Continuum models provide a useful and reliable representation of the overall deformation scenario that capsids undergo when external forces are applied. Three-dimensional continuum models, assuming linear elastic material model, i.e., within small strain limit, have been used before for simulating nanoindentation tests on spherical capsids [3, 5]. It was shown and emphasized in [26] that the use of linearized small strains is inadequate for such analysis when they conducted three-dimensional finite element simulation on empty capsids. In all of these investigations, the simulations have been performed only on empty viral capsids.

This study models DNA-filled capsids versus empty capsids. Comparing the values for the Young’s modulus for partially filled (78% of wild-type DNA length) and filled (100% wild-type DNA length) obtained from model 1, it is noteworthy that the Young’s modulus value for the 100% -DNA length-filled phage λ is nearly 10 times larger than this value for the 78% -DNA-filled capsid (measured spring constant values are increased by 1.5–2 times). This indicates that packaging of the last 22% of DNA provides a remarkable increase in the stiffness of the filled viral capsid. This indicates the increase in the pressure inside the capsid and thereby a higher force is required in order to break the capsid. Such capsid strength reinforcement can be related to an evolutionary optimization of the capsid strength versus packaged DNA length. Thus, viral capsids filled with the wild-type DNA length can survive external mechanical stress in nature better than shorter DNA length mutants [2].

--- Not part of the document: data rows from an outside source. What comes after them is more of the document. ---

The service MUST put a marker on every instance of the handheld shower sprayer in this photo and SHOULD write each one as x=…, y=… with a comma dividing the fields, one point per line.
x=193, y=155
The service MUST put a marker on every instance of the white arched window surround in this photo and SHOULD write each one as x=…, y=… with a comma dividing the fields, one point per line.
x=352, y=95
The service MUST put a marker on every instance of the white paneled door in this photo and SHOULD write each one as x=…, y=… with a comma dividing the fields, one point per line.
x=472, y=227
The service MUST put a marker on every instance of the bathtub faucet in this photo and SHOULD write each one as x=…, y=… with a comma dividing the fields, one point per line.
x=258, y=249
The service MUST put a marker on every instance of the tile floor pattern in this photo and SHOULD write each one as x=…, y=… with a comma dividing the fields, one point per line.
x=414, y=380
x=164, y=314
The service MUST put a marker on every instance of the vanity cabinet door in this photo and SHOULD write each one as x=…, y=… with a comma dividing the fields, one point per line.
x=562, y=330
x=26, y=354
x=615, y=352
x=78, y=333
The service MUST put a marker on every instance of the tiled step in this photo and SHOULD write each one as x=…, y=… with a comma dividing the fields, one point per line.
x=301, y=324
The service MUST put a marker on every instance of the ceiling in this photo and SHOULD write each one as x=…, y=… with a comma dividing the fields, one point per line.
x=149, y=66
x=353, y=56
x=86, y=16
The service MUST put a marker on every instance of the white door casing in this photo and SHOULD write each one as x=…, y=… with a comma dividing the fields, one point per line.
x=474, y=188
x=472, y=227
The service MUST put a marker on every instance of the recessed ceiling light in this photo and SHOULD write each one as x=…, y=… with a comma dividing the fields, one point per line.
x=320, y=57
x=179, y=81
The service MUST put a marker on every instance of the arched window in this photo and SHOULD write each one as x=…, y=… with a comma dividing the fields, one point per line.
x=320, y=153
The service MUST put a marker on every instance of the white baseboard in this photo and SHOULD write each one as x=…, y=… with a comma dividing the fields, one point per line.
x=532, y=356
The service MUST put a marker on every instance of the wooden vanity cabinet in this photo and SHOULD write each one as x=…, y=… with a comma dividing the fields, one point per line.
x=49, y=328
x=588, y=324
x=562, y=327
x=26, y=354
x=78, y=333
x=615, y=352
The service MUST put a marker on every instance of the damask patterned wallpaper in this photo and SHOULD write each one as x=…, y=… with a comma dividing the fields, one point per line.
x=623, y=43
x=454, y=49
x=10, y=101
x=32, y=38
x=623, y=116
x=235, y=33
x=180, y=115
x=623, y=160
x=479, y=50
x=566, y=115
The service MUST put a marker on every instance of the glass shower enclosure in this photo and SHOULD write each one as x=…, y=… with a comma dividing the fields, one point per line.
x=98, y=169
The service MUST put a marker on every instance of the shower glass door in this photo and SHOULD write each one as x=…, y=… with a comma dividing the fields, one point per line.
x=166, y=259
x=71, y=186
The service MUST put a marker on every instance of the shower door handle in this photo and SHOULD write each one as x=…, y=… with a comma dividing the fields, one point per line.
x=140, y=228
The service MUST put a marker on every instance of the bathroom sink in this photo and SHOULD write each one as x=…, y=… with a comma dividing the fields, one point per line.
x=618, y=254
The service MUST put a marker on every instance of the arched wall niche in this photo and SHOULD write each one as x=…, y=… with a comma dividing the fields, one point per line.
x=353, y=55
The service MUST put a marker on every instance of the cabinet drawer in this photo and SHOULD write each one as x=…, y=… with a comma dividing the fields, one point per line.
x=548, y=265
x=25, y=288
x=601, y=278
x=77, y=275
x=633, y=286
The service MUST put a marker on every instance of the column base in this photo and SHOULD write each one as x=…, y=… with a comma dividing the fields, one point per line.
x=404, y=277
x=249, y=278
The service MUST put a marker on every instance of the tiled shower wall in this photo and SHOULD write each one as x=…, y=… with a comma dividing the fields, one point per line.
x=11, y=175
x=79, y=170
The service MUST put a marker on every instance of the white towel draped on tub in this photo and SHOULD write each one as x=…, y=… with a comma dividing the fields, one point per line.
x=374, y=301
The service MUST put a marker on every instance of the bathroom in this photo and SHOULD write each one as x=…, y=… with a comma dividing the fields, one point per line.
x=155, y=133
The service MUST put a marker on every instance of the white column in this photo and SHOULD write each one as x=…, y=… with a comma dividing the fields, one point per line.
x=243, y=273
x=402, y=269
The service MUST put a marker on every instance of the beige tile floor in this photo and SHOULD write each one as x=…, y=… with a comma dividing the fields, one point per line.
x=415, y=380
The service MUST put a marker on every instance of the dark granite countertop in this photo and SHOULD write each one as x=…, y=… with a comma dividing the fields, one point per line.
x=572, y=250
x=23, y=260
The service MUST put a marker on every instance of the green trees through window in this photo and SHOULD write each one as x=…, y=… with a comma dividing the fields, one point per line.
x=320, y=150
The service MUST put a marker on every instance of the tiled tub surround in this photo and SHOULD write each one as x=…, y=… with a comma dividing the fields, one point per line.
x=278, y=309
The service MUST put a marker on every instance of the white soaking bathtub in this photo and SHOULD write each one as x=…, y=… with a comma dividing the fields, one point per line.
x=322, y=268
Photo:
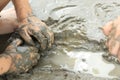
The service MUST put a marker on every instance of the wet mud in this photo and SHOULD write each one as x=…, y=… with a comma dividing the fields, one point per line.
x=79, y=41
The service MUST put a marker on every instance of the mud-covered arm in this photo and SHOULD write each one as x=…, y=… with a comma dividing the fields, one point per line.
x=3, y=3
x=18, y=58
x=22, y=8
x=30, y=25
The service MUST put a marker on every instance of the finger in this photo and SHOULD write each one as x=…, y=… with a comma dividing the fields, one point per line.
x=107, y=28
x=40, y=38
x=24, y=34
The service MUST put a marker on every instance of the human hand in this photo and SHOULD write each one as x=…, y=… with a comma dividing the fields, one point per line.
x=34, y=27
x=112, y=31
x=24, y=57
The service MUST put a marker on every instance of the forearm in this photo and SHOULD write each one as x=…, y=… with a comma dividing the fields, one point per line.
x=3, y=3
x=22, y=8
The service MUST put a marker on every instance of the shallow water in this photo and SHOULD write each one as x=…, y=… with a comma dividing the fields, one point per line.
x=79, y=41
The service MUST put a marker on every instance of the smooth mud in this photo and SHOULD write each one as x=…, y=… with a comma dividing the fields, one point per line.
x=79, y=41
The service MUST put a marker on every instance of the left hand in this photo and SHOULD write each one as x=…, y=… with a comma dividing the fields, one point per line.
x=112, y=31
x=32, y=26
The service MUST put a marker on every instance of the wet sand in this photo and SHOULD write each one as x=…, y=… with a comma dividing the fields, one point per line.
x=79, y=41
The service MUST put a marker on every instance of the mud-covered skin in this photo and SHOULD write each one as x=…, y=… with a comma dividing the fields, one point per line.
x=111, y=58
x=39, y=30
x=23, y=57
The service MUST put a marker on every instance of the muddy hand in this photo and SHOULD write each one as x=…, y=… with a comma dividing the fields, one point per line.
x=18, y=58
x=112, y=31
x=32, y=26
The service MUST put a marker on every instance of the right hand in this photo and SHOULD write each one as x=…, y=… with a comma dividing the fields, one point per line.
x=23, y=57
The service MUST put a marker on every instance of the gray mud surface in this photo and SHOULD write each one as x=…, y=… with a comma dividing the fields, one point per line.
x=79, y=41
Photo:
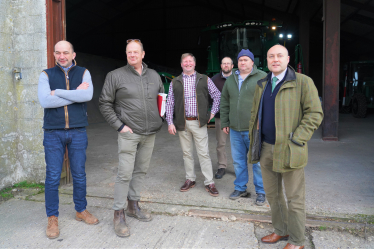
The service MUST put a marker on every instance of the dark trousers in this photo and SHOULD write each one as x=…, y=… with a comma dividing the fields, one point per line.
x=287, y=219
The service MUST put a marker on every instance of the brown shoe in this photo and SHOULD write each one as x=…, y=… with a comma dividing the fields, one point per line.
x=119, y=222
x=52, y=228
x=133, y=210
x=290, y=246
x=273, y=238
x=211, y=188
x=86, y=217
x=187, y=185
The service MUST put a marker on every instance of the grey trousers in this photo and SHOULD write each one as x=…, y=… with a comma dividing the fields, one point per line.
x=134, y=153
x=200, y=135
x=287, y=219
x=221, y=145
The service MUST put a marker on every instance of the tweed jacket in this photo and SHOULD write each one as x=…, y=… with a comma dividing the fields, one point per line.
x=298, y=113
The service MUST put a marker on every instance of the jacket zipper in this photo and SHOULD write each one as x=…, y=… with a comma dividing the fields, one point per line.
x=197, y=103
x=184, y=107
x=67, y=88
x=237, y=105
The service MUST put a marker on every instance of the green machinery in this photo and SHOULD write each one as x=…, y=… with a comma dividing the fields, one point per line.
x=357, y=90
x=227, y=39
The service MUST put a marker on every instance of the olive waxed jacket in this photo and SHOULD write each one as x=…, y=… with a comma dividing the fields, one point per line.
x=298, y=113
x=131, y=99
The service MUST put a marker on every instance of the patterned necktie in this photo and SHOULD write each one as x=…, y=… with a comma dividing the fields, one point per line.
x=273, y=83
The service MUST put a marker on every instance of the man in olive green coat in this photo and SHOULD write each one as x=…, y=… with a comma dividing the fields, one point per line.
x=128, y=102
x=286, y=111
x=236, y=103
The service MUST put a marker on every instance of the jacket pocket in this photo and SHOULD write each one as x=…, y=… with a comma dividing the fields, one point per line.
x=295, y=155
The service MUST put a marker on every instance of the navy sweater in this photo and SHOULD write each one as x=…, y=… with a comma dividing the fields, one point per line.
x=268, y=112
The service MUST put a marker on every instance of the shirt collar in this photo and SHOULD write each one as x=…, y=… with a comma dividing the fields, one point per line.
x=280, y=76
x=67, y=68
x=238, y=72
x=142, y=67
x=223, y=76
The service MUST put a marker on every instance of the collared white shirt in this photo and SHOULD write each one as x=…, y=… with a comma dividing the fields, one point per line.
x=280, y=76
x=240, y=79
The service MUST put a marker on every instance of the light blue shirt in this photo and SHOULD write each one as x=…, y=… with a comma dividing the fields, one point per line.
x=279, y=77
x=63, y=97
x=240, y=78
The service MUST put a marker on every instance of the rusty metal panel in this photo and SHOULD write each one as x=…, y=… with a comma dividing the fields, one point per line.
x=56, y=31
x=331, y=57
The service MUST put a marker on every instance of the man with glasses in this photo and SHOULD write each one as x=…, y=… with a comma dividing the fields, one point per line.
x=63, y=91
x=219, y=80
x=128, y=102
x=188, y=100
x=285, y=113
x=236, y=104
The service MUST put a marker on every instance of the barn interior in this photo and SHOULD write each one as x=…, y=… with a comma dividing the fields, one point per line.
x=99, y=30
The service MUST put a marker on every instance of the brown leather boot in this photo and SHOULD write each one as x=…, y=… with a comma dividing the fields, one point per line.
x=120, y=226
x=133, y=210
x=52, y=228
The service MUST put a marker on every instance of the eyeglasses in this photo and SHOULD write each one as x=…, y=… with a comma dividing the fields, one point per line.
x=134, y=40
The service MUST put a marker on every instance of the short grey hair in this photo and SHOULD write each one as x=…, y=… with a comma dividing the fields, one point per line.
x=232, y=62
x=186, y=55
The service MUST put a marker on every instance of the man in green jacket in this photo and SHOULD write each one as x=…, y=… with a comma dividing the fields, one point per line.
x=128, y=103
x=286, y=111
x=236, y=101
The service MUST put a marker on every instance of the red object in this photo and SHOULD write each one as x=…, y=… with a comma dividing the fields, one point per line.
x=159, y=103
x=299, y=68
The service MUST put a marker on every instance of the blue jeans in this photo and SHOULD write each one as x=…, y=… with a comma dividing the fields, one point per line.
x=55, y=142
x=239, y=151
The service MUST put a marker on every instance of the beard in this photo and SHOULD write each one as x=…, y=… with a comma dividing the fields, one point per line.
x=226, y=71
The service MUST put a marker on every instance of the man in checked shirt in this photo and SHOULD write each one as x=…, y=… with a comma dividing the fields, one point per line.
x=188, y=99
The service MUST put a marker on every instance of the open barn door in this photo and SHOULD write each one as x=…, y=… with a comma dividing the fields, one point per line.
x=56, y=31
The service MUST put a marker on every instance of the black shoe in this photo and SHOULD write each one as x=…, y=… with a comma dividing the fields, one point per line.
x=220, y=173
x=237, y=194
x=260, y=200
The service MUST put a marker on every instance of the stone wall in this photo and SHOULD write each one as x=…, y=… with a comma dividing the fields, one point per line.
x=98, y=66
x=23, y=44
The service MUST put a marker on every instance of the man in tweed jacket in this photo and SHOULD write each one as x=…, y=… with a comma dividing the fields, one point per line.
x=286, y=111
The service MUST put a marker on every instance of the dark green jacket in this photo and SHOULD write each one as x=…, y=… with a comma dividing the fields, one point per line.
x=202, y=100
x=131, y=99
x=236, y=105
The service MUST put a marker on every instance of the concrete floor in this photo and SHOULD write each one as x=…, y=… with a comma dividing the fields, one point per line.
x=339, y=175
x=339, y=184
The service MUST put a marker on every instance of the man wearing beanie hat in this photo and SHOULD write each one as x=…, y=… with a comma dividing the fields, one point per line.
x=236, y=103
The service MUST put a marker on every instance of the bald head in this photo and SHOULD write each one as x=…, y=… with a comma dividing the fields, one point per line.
x=135, y=54
x=65, y=44
x=64, y=53
x=278, y=59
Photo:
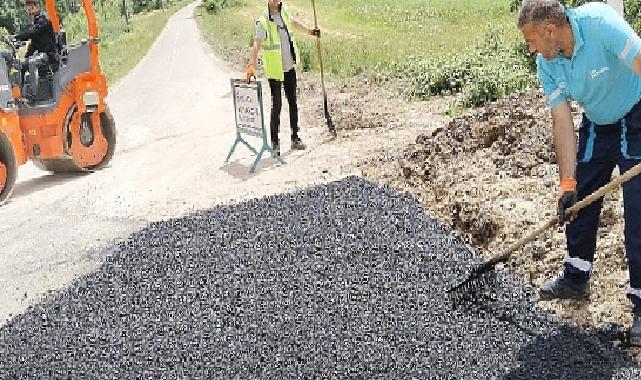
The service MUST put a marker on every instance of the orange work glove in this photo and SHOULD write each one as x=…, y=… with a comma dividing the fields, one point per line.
x=251, y=72
x=567, y=198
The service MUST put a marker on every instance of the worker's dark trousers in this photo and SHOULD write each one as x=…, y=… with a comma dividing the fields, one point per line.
x=600, y=149
x=289, y=85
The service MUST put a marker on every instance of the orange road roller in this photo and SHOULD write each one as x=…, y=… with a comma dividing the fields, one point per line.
x=58, y=119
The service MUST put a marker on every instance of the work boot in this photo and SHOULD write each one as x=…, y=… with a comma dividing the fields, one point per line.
x=298, y=144
x=635, y=331
x=563, y=287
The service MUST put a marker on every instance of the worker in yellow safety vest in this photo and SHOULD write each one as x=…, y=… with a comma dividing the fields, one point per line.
x=280, y=55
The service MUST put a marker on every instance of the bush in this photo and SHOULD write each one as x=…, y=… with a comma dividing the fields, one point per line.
x=493, y=69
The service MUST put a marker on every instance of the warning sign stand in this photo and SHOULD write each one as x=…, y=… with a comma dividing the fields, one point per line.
x=250, y=120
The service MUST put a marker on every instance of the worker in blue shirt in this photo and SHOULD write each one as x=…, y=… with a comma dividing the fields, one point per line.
x=590, y=55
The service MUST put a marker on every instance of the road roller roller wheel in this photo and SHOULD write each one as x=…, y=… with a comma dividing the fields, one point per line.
x=90, y=141
x=8, y=168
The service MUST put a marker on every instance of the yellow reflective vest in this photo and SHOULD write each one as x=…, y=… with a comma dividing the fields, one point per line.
x=272, y=54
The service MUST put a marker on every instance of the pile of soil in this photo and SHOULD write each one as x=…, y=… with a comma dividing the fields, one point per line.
x=491, y=175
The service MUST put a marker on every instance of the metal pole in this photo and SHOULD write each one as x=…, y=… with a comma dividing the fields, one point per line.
x=328, y=118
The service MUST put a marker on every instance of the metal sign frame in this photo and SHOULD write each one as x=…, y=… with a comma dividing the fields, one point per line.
x=241, y=130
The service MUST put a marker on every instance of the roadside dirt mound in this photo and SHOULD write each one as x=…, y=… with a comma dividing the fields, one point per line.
x=491, y=175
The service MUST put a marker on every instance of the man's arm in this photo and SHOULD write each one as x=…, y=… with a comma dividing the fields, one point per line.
x=564, y=140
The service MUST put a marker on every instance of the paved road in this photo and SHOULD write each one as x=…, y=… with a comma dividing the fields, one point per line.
x=175, y=126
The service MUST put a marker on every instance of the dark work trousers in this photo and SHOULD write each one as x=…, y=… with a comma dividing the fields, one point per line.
x=277, y=103
x=600, y=149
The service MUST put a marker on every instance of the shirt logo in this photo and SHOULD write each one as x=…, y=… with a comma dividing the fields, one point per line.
x=596, y=72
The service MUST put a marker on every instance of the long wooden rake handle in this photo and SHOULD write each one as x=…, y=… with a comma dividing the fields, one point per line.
x=328, y=118
x=614, y=184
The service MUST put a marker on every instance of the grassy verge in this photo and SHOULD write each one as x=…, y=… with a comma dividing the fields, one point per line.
x=471, y=47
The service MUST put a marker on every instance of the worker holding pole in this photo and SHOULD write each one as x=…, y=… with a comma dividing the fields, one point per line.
x=590, y=54
x=280, y=56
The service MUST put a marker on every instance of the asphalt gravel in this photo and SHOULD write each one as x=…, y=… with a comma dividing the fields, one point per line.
x=345, y=280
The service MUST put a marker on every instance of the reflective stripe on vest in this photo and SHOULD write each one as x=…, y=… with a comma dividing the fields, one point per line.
x=272, y=53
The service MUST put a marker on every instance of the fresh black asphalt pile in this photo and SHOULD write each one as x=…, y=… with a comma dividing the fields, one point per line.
x=345, y=280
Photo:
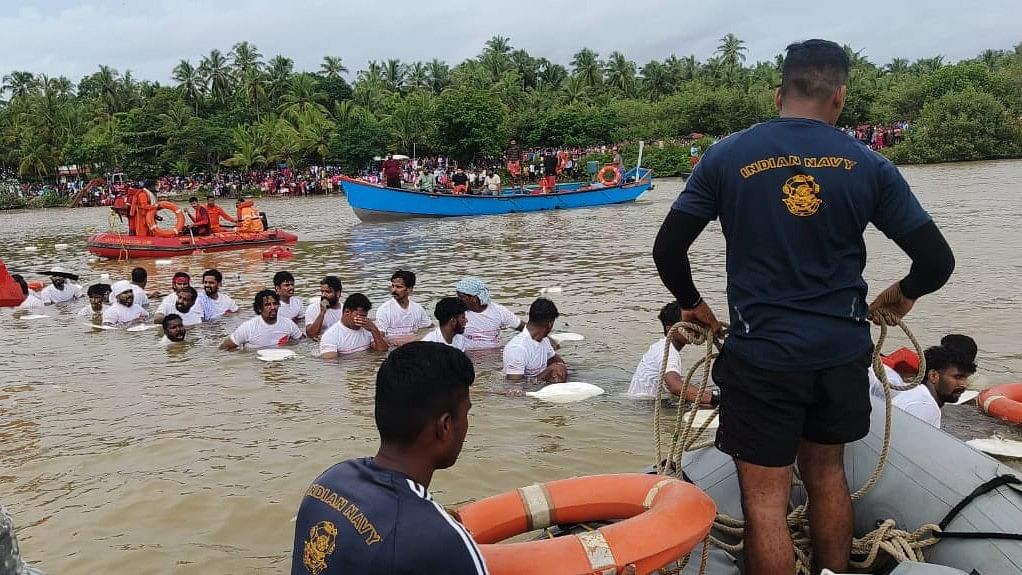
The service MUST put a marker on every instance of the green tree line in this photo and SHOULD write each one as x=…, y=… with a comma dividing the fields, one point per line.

Models 2 and 3 are the first finite-strain continuum mechanical models that include the liquid effects and osmotic pressure inside the viral capsid. These models include several material parameters. The experimental data used in model 2 need to be supplemented with an additional filled capsid cross-section image in order to estimate the real void ratio e. Model 3 includes, in addition to model 2, the fluid flow as the capsid is being indented. The values of hydraulic conductivity could be estimated if there were existing experimental data of the amount of water that has left the capsid at the end of the nanoindentation test. However, the proposed model shows that it is able to quantitatively describe the behavior of the DNA-filled viral capsid during the nanoindentation experiment including the process of fluid displacement through the capsid walls. This reveals interesting data that can be of relevance to survival of viruses between infection events [2, 34, 35].

Conclusions

A continuum-based numerical model for simulation of the nanoindentation response of DNA-filled viral capsids is presented in this work. Several important and realistic features of the AFM nanoindentation experiment are incorporated in this model. In the model, the interior of the capsid contains both DNA and liquid. Liquid hydrating the DNA is allowed to flow both inside the capsid and out through the capsid walls during the indentation. The osmotic pressure inside the capsid, due to the strong confinement of the DNA, is accounted for in the model by adding an initial stress at each integration point. The first two simple models are steps toward the complete model 3. Predictions are made for the pressure distribution inside the capsid, the pore pressure, and the fluid/DNA ratio at the end of the indentation. The model has shown good capability to realistically represent the conditions of the AFM nanoindentation experiment and predict the behavior of the DNA-filled capsids. The obtained results provide new insight into the complicated mechanical behavior of the genome-filled viral capsids.